Vroeger leverde Twerk uitsluitend op bestelling, zij het wel over heel Vlaanderen. Het was wachten tot er een mooie ruimte vrijkwam in het stadscentrum voor Christel haar droom helemaal kon waar maken. Tijdens een opleiding in de Verenigde Staten heeft ze ooit met eigen ogen kunnen zien dat autisten onder bepaalde voorwaarden best goed kunnen functioneren in een bedrijf. Coeckelbergh: ‘Amerikaanse ondernemingen nemen bewust autisten in dienst. Hier kunnen ze eigenlijk alleen maar terecht in namaakbedrijfjes, dagverblijven waar ze onbetaalde arbeid verrichten, een soort bezigheidstherapie eigenlijk. Werk is gebonden aan loon, zoniet verval je altijd weer in het vrijwilligerspatroon, en daar willen wij precies vanaf. Maar de slaagkans in een gewoon bedrijf is nog altijd heel klein.
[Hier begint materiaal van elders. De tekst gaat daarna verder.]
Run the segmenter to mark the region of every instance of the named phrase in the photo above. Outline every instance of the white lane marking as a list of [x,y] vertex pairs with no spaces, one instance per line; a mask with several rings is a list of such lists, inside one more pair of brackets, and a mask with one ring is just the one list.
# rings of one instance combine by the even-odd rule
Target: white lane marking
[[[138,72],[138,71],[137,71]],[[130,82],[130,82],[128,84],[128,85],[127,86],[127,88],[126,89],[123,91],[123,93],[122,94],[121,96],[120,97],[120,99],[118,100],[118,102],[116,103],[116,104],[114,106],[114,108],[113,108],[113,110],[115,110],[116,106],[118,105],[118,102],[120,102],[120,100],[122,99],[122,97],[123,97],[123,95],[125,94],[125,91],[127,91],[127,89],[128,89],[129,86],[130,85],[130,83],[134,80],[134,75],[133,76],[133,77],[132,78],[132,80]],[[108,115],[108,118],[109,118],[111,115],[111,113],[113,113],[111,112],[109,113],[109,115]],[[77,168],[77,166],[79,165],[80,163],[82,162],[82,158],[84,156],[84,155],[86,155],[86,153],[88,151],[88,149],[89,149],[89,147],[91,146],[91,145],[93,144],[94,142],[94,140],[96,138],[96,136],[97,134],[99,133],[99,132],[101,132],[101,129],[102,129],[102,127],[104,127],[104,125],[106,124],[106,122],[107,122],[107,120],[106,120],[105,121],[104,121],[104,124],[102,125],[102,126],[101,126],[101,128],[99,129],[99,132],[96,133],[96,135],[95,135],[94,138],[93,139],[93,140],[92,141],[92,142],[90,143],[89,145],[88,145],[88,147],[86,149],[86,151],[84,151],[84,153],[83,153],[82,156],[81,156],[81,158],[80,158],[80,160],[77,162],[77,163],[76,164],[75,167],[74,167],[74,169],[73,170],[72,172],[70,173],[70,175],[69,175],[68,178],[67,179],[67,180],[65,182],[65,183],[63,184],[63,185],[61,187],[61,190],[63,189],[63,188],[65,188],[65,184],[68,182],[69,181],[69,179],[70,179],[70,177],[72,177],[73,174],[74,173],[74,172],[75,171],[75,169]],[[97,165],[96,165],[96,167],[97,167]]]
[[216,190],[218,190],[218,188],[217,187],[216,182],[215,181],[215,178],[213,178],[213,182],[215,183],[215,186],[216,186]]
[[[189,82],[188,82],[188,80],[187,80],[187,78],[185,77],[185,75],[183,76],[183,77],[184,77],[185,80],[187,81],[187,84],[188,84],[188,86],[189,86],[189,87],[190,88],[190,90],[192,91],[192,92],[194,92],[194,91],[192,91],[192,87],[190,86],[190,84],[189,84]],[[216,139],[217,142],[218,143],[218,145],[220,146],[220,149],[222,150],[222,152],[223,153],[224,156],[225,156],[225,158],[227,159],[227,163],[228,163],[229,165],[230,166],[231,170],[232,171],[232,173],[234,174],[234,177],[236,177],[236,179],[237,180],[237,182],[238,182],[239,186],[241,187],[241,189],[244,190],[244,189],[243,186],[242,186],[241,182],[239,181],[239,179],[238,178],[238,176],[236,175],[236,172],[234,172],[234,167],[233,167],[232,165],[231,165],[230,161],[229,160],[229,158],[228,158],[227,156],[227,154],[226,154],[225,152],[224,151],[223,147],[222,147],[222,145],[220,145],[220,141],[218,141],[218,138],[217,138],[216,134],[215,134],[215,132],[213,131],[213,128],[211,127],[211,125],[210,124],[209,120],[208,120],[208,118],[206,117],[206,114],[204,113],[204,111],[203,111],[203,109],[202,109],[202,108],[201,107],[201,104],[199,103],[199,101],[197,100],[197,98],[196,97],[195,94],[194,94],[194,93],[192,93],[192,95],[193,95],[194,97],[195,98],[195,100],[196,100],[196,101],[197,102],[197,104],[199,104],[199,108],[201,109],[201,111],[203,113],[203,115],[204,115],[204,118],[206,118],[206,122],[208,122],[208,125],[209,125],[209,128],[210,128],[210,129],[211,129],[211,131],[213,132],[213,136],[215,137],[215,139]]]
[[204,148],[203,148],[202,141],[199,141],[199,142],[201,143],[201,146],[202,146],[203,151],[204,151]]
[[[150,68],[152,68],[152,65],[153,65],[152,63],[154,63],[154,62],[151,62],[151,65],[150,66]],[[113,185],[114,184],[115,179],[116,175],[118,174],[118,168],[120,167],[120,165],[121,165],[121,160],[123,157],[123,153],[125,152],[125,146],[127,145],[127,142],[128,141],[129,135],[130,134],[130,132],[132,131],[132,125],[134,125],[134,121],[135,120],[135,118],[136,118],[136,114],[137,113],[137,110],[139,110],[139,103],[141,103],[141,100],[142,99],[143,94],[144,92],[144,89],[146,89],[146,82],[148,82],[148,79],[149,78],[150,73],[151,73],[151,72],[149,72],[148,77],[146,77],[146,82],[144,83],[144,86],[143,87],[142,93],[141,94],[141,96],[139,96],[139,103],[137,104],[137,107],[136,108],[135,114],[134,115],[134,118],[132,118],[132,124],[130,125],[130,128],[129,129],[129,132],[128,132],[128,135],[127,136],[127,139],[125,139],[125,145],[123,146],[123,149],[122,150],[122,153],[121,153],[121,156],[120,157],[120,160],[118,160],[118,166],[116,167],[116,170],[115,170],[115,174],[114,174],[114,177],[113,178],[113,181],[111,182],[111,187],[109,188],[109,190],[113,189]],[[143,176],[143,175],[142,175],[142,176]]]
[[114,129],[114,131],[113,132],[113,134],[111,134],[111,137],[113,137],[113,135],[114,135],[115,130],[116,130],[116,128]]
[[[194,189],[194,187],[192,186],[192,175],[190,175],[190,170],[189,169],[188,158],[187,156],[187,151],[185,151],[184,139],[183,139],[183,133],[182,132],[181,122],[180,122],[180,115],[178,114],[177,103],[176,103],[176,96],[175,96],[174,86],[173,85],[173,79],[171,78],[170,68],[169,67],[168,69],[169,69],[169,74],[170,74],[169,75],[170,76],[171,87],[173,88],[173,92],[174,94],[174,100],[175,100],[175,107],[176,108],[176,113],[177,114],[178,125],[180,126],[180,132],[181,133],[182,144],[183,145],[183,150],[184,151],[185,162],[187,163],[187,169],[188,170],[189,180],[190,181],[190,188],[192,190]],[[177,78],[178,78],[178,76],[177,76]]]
De integratie heeft te maken met kleine details, en je moet de autist al enorm goed kennen om die te kunnen onderscheiden. Ook wij vergaderen nog iedere morgen een uur om de kleine en grote problemen van onze mensen op te lossen. Wat loopt er mis? Hoe kunnen wie die persoon bijsturen? Moeten er taakveranderingen komen? Soms zijn we drie, vier dagen bezig met één casus.’


Bij Twerk werken vijftien autisten, aangevuld met een beheerder, een ergotherapeute en twee verkoopsters. Alleen autisten die normaal begaafd zijn, krijgen een kans. Ze moeten met andere woorden kunnen lezen en schrijven, en een basisconversatie kunnen volgen. ‘Anders zouden ze niet in de groep passen,’ weet Christel. Maar in totaal een twintigtal mensen dus, en die krijgen allemaal een salaris. 70% van die loonmassa wordt gesubsidieerd door de overheid, daar bovenop komen nog twee premies van 9900 euro, afkomstig van het Europese ontwikkelingsproject EFPRO. De rest van de werkingskosten moet het bedrijfje zelf zien te financieren. ‘Maar het is het allemaal waard,’ zegt Christel, ‘zowel voor de autisten zelf als voor de hele maatschappij. Wij houden die mensen weg uit de instellingen. In het begin wilden de meeste ouders hun kinderen zo snel mogelijk in een tehuis krijgen, omdat ze hen thuis niet meer aankonden. Vandaag is er niemand meer die dat vraagt. Onze mensen zijn de hele dag druk bezig. Als ze thuiskomen, zijn ze moe. Hun leven heeft ook structuur gekregen, en dat blijkt enorm te helpen.’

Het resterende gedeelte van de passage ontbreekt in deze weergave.